The globally-dominant drugmaker is anticipating that findings from such a biotechnological research will help improve the science behind producing better drug candidates for cancer and other malignant diseases.
So far, scientific research has cleared the path for pharmaceutical companies struggling to boot out the “undruggable” tag from their products. For French pharmaceutical giant, Sanofi SA, the significance of science and R&D has escalated as the drug-making conglomerate continues to be riddled with challenges of detecting molecules that drive growth of diseases. Shape of these molecules were considered not suitable to be included in drugs, but Sanofi is expected to induce more profound pharmaceutical research on them, which will be accomplished through life science academics from reputable institutions in the US.

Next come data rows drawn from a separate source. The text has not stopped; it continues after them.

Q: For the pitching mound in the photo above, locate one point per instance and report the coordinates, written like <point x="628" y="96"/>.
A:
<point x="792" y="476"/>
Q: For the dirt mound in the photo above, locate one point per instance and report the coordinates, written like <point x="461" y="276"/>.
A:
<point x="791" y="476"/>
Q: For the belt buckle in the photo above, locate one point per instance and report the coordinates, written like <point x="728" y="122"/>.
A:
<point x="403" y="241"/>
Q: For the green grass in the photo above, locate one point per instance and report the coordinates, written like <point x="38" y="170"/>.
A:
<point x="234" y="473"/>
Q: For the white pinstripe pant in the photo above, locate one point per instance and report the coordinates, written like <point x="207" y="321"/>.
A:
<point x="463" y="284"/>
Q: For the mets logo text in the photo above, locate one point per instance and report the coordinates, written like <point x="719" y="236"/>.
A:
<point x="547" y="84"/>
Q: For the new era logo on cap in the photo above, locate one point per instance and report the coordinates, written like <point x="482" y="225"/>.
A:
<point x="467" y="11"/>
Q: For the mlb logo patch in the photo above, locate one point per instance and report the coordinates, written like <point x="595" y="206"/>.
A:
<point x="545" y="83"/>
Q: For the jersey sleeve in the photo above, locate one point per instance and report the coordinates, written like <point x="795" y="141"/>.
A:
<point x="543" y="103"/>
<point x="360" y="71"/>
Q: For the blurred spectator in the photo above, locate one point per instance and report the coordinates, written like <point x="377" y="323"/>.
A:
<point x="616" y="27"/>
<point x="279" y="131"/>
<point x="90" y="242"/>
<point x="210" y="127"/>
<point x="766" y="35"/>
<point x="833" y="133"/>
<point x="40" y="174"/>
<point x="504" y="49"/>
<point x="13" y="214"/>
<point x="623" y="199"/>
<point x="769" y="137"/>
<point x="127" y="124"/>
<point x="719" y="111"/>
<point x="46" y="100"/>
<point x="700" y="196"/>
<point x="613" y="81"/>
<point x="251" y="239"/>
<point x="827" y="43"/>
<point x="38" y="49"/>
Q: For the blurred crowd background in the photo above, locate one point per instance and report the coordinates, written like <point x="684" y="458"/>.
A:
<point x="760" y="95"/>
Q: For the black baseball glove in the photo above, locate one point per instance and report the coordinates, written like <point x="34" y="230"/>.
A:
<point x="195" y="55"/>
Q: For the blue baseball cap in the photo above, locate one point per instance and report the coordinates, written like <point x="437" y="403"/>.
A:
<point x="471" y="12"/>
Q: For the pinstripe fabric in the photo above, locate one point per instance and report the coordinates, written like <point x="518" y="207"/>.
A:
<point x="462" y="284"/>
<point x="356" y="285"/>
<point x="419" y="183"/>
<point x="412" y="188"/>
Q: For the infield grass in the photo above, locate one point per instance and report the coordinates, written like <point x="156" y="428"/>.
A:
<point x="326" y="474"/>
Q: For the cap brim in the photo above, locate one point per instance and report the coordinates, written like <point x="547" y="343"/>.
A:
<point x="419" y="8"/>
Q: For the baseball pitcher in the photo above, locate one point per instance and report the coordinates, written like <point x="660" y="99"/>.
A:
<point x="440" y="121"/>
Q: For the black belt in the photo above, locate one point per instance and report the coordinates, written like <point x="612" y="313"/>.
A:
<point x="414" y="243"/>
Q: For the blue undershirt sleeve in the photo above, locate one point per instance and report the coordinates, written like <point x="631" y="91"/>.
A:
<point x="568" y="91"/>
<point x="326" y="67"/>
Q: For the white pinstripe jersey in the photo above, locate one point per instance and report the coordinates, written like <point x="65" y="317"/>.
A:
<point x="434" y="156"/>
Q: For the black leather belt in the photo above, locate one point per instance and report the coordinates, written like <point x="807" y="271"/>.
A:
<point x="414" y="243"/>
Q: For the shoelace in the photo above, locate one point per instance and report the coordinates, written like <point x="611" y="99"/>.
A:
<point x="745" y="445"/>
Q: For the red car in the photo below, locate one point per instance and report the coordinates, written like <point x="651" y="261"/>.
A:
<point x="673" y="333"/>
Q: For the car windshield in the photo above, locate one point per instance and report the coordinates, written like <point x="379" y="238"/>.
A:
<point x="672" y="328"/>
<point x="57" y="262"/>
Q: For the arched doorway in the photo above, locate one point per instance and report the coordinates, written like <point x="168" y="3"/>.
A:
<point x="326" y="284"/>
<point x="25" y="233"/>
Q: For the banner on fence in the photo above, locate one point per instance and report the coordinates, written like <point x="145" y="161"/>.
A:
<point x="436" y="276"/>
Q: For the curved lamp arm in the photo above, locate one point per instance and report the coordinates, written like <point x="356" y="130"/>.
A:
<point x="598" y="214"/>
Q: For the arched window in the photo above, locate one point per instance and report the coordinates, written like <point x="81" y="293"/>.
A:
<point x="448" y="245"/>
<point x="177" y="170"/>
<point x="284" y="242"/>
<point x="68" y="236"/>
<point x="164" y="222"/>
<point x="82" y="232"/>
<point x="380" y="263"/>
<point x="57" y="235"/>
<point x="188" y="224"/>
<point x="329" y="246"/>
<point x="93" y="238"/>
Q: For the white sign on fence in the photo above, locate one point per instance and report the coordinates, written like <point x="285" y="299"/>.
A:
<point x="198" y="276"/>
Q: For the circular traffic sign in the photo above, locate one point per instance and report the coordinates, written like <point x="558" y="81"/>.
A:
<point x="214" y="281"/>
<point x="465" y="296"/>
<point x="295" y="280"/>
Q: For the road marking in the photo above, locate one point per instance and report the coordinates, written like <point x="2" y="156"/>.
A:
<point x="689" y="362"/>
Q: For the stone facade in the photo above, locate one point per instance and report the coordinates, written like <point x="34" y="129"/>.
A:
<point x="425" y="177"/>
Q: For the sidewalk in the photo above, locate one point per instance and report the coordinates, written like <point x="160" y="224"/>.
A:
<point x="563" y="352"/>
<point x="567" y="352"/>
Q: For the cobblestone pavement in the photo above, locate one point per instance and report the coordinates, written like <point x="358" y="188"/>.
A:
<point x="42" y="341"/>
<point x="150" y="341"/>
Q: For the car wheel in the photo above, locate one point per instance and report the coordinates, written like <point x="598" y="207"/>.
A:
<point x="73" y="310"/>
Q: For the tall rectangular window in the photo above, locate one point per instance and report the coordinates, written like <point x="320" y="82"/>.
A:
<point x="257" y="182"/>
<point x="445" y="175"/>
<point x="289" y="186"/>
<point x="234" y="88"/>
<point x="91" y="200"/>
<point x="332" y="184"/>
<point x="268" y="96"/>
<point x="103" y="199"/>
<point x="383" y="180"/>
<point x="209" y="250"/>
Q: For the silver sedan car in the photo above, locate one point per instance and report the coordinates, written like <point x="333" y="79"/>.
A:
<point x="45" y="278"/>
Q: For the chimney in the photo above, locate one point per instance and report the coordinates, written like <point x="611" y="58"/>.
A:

Sanofi’s scientific spin-off, Warp Drive Bio, has been active for a couple of years, and is now close to the release of its first drug candidate. In due course, the company has incurred challenging restraints while rendering its products marketable. Several CEOs from leading pharma companies have vetoed the commercialization of molecular drugs that have a potential of triggering the occurrence of malignant diseases such as cancer. Ergo, Sanofi, much like other drug companies, is not solely relying on its in-house scientists for determining new saleable drugs. With help of life science academics from Harvard, the company will be funding scientific research that will re-engineer drugs and treatments. The reported science project being conducted will enable Sanofi to understand diseases better than before.
Promising recommendations from biotech scientists will help pharmaceutical companies such as Sanofi gain a “patient protection” tag on their top-selling drugs. Dr. Verdine from Harvard University will be helming this world-class scientific study and use his groundbreaking experience on chemistry and biology to sketch out proteins that are crucial during incidence of a disease such as cancer. Till date, such protein molecules were considered undruggable due to their flat shape and scientists failed to link drugs to such proteins present inside a cell. Findings from this research have reportedly identified a naturally-occurring bacteria’s role in crossing cell walls and connecting drug molecules to flat proteins. With time, Sanofi will implement such key findings in production of cancer-curing drugs, eventually revolutionizing the healthcare industry as we know it.